Ia menjelaskan pertumbuhan penerimaa pajak di DIY hanya 3,44%. Guna menggenjot penerimaan pajak secara optimal diperlukan mendekatkan diri dengan wajib pajak (WP) seperti pelaku usaha mikro, kecil, dan menengah (UMKM) di DIY. "Kami juga mendorong pembetulan surat pemberitahuan tahunan [SPT] hingga pemanfaatan kucuran APBD baik di tingkat daerah maupun kabupaten dan kota se-DIY," ujar dia.

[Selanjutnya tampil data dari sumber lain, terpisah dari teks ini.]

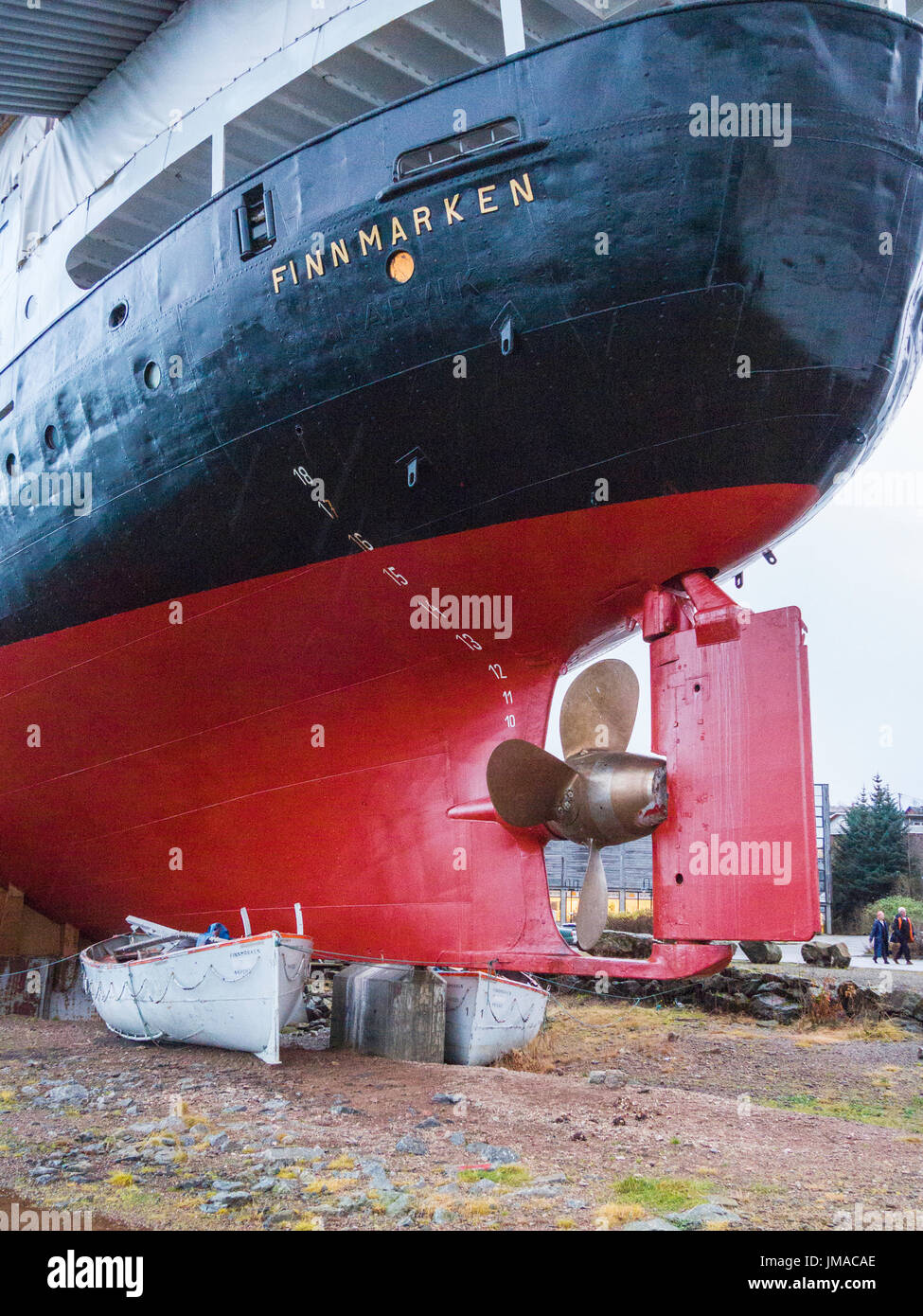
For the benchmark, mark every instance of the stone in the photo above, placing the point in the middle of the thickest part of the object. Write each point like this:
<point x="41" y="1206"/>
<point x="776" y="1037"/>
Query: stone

Lucas mengatakan pencapaian penerimaan pajak di DIY belum optimal sehingga penerimaan pajak DIY perlu digenjot. Menurutnya, masih banyak yang bisa dilakukan untuk menggenjot realisisasi penerimaan pajak di DIY hingga penghujung akhir 2019 ini.

 

Data Sesungguhnya

Sektor UMKM dan perdagangan masih menjadi sektor dengan kontribusi pajak yang besar di DIY. Ia pun mendorong petugas pajak untuk sering mengunjungi mereka. Ia mendorong WP yang masih belum betul pembayaran pajaknya, untuk melakukan pembetulan SPT.

"Banyak pengusaha yang masih berlindung dalam Peraturan Pemerintah Republik Indonesia No. 23/2018 tentang Pajak Penghasilan atas Penghasilan dari Usaha yang Diterima atau Diperoleh WP yang Memiliki Peredaran Bruto Tertentu. "Banyak pengusaha yang selalu melaporkan SPT-nya dengan omzet masih di bawah Rp48 juta, padahal penghasilannya yang diterima sudah melebihi. Karena yang selama ini kami periksa justru kecenderungannya yang ditemukan bisa 10 kali lipat," ujar dia.

Ia mengatakan apa yang dilaporkan dalam SPT tidak sesuai dengan kenyataan. Pihaknya mengaku tidak mungkin harus periksa itu semua sehingga butuh peran aktif para WP untuk melaporkan SPT dengan sebenar-benarnya. "Kami selalu menyampaikan kepada masyarakat untuk melaporkan hal yang benar. Ada fasilitas untuk melakukan pembentulan. Kami minta masyarakat memanfaatkan itu sebelum ada penegakan hukum," jelasnya.

Ia menjelaskan apabila sampai dilakukan law enforcement dikhawatirkan akan mengganggu financial WP yang bersangkutan ke depannya. Pihaknya juga akan bersinergi dengan Pemda DIY, pemkab dan pemkot se-DIY melalui Kantor Pelayanan Pajak (KPP) Pratama yang ada berkaitan dengan kucuran dana APBD yang sampai saat ini mungkin belum banyak setor pajak. "APBD daerah naik setiap tahunnya. Untuk DIY secara total hampir Rp21 triliun sehingga ada angka yang semestinya bisa diraih untuk pembayaran pajak. Yang terakhir ini yang akan kita dorong ke sana," ujar Lucas.